While the top two floors would contain the City of Toronto’s music offices and/or a green room for Dundas Square performers (currently, they use “a storage locker down in the basement of the parking lot,” says Mr. Garner), the ground floor would contain a “neon café” that would offer up cappuccinos and a small sampling of restored signage hanging from the ceiling.
The triangular forecourt outside would contain a few larger signs mounted to poles. When patrons would inquire about the signs, the barista would point them to the laneway just outside the café’s back door, where much larger signs would be installed on the backsides of Ryerson University buildings.
Video projections showing vintage footage of Yonge, Bloor, Spadina and other major arteries when they were a visual cacophony of neon, plus a projection of Ronnie Hawkins interpreting the music scene of the 1960s, could accompany them.
While Mr. Garner had initially wanted to see Sam the Record Man’s spinning neon LPs installed on the side of 38 Dundas, close to street level, the decision was made to put them next door on the roof of 277 Victoria St. They have yet to be installed.
His other choices? The two O’Keefe Lanes: the first from Gerrard Street East south to Gould Street, the other from Dundas Square south to Shuter Street and the blazing red neon of Massey Hall.
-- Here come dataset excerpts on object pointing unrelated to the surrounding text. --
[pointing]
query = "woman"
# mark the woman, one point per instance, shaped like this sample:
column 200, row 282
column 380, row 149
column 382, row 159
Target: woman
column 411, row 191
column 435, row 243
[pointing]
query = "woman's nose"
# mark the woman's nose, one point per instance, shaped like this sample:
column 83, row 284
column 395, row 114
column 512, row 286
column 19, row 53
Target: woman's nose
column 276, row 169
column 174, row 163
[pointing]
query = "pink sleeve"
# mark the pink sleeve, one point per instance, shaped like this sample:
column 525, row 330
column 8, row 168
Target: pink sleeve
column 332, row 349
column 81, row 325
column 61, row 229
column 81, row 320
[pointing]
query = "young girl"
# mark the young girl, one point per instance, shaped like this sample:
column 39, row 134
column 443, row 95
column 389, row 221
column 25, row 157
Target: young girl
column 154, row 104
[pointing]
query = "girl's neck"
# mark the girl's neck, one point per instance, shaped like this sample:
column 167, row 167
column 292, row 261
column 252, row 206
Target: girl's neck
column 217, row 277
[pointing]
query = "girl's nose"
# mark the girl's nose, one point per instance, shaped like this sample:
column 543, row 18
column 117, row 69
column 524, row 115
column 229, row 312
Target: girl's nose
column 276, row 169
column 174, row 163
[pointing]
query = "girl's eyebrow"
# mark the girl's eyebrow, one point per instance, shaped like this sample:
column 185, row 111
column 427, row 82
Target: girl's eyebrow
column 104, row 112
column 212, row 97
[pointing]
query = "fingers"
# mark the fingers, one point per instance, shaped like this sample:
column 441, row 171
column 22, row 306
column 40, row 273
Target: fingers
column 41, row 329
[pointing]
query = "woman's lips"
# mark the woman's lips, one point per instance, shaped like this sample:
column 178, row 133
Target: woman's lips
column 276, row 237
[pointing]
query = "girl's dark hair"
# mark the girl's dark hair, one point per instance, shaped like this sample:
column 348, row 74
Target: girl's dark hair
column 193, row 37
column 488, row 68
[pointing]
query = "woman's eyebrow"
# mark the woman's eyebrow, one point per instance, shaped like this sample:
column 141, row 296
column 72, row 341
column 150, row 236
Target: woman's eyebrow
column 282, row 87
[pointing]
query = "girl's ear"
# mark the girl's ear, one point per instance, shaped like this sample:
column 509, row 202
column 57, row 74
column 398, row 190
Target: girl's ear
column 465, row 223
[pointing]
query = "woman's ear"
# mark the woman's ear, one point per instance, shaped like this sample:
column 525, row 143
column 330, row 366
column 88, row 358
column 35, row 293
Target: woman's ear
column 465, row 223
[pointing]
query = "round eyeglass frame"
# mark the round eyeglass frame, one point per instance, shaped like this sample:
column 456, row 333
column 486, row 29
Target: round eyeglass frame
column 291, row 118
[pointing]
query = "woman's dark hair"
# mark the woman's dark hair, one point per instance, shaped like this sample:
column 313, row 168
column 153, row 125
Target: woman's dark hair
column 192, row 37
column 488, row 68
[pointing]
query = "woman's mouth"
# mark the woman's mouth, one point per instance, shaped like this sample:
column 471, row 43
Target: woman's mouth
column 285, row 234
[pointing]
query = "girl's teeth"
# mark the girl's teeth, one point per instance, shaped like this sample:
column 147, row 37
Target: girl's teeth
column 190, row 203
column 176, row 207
Neither of these, however, offer the opportunity for a gateway building to attract tourists, and neither are as wide as Victoria Street Lane.
And tourists will come, cameras in hand, if they can find it. Last month, Buck Wargo reported in the Las Vegas Review-Journal that Vegas’ Neon Museum, which has more than 500 signs, “set a record for attendance and revenue.”
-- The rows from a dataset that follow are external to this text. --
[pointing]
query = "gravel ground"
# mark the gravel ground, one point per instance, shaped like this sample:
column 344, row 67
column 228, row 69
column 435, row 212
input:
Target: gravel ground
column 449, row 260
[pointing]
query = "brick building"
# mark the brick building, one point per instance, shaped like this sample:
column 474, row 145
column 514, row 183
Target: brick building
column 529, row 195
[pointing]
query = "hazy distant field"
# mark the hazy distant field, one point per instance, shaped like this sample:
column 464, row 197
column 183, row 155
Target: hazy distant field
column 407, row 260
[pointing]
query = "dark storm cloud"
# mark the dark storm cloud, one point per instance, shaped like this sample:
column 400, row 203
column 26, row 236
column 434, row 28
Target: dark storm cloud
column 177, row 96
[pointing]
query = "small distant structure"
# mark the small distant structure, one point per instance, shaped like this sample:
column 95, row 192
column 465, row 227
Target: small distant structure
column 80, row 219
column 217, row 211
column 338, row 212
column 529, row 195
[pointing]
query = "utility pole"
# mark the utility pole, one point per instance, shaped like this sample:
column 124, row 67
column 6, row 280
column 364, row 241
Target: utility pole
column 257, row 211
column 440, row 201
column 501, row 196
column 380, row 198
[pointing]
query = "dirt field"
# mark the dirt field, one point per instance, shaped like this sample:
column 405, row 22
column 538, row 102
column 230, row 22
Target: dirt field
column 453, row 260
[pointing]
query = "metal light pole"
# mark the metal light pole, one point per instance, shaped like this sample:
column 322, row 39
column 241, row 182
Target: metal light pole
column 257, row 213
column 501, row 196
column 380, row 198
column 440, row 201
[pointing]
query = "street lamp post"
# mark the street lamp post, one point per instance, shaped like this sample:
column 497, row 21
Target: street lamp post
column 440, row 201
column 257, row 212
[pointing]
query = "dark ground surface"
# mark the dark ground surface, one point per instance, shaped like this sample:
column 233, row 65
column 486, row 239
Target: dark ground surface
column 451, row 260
In early 2014, the City of Edmonton switched on eight restored signs on the wall of the Telus building at 104th Street and 104th Avenue to create Canada’s first outdoor Neon Sign Museum. More signs followed as they were restored, and today there are over a dozen (with room for 30) in this rapidly improving neighbourhood. Many of the signs were donated by private individuals, and then restored by the Alberta Sign Association.
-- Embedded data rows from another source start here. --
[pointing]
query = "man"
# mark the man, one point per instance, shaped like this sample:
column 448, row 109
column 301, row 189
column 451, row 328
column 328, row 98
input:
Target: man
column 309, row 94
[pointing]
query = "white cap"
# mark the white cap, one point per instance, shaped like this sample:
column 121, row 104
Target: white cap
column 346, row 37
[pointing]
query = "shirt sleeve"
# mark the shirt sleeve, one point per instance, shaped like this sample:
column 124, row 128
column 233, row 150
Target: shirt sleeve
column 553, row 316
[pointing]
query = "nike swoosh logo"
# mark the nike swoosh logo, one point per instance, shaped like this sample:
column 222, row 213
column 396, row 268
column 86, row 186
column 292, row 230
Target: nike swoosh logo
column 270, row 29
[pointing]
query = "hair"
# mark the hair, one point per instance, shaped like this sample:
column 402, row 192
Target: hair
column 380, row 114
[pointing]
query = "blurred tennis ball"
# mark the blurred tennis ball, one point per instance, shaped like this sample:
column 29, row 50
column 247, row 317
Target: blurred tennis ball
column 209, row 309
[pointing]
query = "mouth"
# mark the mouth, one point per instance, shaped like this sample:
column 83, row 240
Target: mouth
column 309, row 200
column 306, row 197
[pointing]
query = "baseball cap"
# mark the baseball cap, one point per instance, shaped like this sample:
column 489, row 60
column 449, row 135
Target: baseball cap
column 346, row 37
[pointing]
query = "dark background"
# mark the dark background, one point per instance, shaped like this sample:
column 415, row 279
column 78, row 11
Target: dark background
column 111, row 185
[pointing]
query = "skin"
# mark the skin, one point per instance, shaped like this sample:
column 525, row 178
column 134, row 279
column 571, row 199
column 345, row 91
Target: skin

Here in Toronto, Sam and Jack Markle, creators of Sam’s disks and many other iconic Toronto signs, stand at the ready to restore whatever Mr. Garner can turn up. They’ve even given him an estimate of what it would cost to recreate lost signs, too: The Friar’s Tavern sign, for example, would come in at $22,000.
If that seems like a lot, consider the hundreds of thousands of dollars condo developers pay to the city for building higher and wider than zoning allows. These “Section 37” funds are meant to improve playgrounds, build community centres, update subway stations and, sometimes, create public art installations. But that money often takes years to trickle down to street level. Of course, there are corporate sponsorships – the Edmonton project has Telus on board – but a company with an ego small enough and an artist’s heart big enough to feature other company’s neon logos (even dead ones) will be difficult to find.
Looks like raiding the lost neon ark will be the easy part after all.